Should teachers be evaluated? I think we need to know if a teacher is not effective in the classroom. On the other hand, do teachers have all the resources to successfully teach students?
I know a few teachers in Seattle who say “no”. Severe budget cuts the past ten years have stripped resources, materials and staff to unacceptable lows- yet the demands on teachers to reduce the education gap, get students to pass standardized tests, graduate to the next grade level and leave high school with a diploma continue to rise.
But Seattle Schools says it aims to prepare kids for the future.
And how exactly are they doing that?
School officials have spent years traveling the country looking at successful models of teaching minority students as successfully as their white counterparts, but they rarely ever pick one and stick to it long enough to see whether it really works.
An attempt to open charter schools in Seattle and across the state was met with almost irrational opposition. Voters were so convinced Black and other minority students would be mis-educated or taken advantage of, the battle was over before it was fought. It didn’t help that Seattle’s failed African American Academy, well, failed.
It was supposed to successfully educate Black children where other schools couldn’t. It didn’t. It was supposed to be a model for success. Instead critics used it as an example of why schools targeting specific populations are a waste of tax dollars.
Even though Seattle continues to struggle, there are examples all over the country of successful charter models that do have success getting students past a diploma and into college. That’s what public education should do- have every student college-bound. We don’t send our kids to high school so they can leave with a diploma and find a random job making minimum wage.
Chicago’s Urban Prep Academy Charter High School made history when it opened in 2006 as the first all-boys charter school in the nation, determined to take African-American boys from “tough backgrounds” and get them into college.
Four years ago, every member of the freshman class was given a wrist watch and told they had no excuse to be late for class.
Now those students are seniors in Urban Prep’s first graduating class. They are the true test. Did a new model of teaching and a new level of rigor get at least some of these kids into college?
Of the 107 students, how many do you think have been accepted to a 4 year college?
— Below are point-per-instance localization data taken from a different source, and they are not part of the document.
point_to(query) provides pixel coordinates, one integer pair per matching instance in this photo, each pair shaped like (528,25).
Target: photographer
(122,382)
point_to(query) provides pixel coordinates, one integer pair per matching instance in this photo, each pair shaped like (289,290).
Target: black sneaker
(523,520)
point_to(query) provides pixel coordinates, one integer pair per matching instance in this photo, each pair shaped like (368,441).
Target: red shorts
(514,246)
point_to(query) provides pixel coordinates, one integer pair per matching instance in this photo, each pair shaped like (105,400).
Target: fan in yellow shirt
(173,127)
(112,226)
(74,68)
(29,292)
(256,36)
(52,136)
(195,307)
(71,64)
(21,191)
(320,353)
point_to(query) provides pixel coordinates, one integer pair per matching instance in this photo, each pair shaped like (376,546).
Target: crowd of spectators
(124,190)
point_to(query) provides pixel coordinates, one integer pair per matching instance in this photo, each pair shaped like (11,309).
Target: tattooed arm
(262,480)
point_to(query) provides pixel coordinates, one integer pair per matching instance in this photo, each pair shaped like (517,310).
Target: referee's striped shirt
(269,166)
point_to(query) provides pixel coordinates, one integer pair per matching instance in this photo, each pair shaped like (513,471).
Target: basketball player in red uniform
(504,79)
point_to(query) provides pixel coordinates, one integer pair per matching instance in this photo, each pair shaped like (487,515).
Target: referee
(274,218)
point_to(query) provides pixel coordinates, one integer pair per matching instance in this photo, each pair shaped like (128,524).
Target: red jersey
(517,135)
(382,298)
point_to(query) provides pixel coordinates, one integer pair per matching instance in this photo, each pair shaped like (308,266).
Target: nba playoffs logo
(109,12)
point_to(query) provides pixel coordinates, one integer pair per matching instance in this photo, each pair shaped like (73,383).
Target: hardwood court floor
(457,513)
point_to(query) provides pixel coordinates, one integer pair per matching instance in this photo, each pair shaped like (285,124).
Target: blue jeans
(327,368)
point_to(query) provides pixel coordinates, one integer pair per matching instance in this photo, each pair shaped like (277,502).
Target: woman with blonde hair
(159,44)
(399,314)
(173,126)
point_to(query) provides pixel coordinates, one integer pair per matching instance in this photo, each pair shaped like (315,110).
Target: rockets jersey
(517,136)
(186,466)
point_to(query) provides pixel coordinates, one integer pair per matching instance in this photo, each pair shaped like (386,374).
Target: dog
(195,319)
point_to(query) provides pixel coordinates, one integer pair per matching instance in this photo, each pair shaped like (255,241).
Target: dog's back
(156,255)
None? Half? Half would be good, right, I mean, it is their very first graduating class.
But it isn’t half of the class. It isn’t even two thirds. It’s all of them. Yes, all 107 students in the senior class and Urban Prep have been accepted to at least one, four year college.
In four years this college figured out what needed to be done to achieve student success. Then they figured out how to do it. Then they did it.
They have a recipe for success, while Seattle Schools can’t even find the kitchen.